This post was written by Martin Casado and Amar Padmanahban, with input from Scott Lowe, Bruce Davie, and T. Sridhar, and appeared on the Network Heresy Blog. There is a lot of discussion in the market surrounding. They will be publishing a multi-part discussion on visibility and debugging in networks that provide network virtualization, and specifically in the case where virtualization is implemented using edge overlays.
Visibility, Debugging and Network Virtualization (Part 1)
In this post, we’re primarily going to cover some background, including current challenges to visibility and debugging in virtual data centers, and how the abstractions provided by virtual networking provide a foundation for addressing them. The macro point is that much of the difficulty in visibility and troubleshooting in today’s environments is due to the lack of consistent abstractions that both provide an aggregate view of distributed state and hide unnecessary complexity. And that network virtualization not only provides virtual abstractions that can be used to directly address many of the most pressing issues, but also provides a global view that can greatly aid in troubleshooting and debugging the physical network as well.

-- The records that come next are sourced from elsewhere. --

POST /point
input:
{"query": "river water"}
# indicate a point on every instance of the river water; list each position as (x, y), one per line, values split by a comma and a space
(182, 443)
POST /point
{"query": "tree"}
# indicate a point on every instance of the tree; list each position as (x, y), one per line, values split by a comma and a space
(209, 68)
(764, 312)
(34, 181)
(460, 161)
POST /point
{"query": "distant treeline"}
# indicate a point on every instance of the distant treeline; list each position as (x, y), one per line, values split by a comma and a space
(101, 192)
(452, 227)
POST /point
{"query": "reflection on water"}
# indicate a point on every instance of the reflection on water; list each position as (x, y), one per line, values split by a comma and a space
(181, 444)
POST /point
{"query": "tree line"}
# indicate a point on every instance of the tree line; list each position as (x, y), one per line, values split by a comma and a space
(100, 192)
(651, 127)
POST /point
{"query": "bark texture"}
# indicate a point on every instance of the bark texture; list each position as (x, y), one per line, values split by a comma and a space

A Messy State of Affairs –>read more.
carlson
When you decide to set up a network you should understand that is is a system which requires certain order and regulations. How can anybody work without it? How can you monitor a single process there if you are in chaos? The topic you have touched here is absolutely new for me and may be I have poor background about it, but as far as I understand only monitoring will help to safe the system in case of any big serious trouble. There are many tools for it for example Anturis,Nagios and others.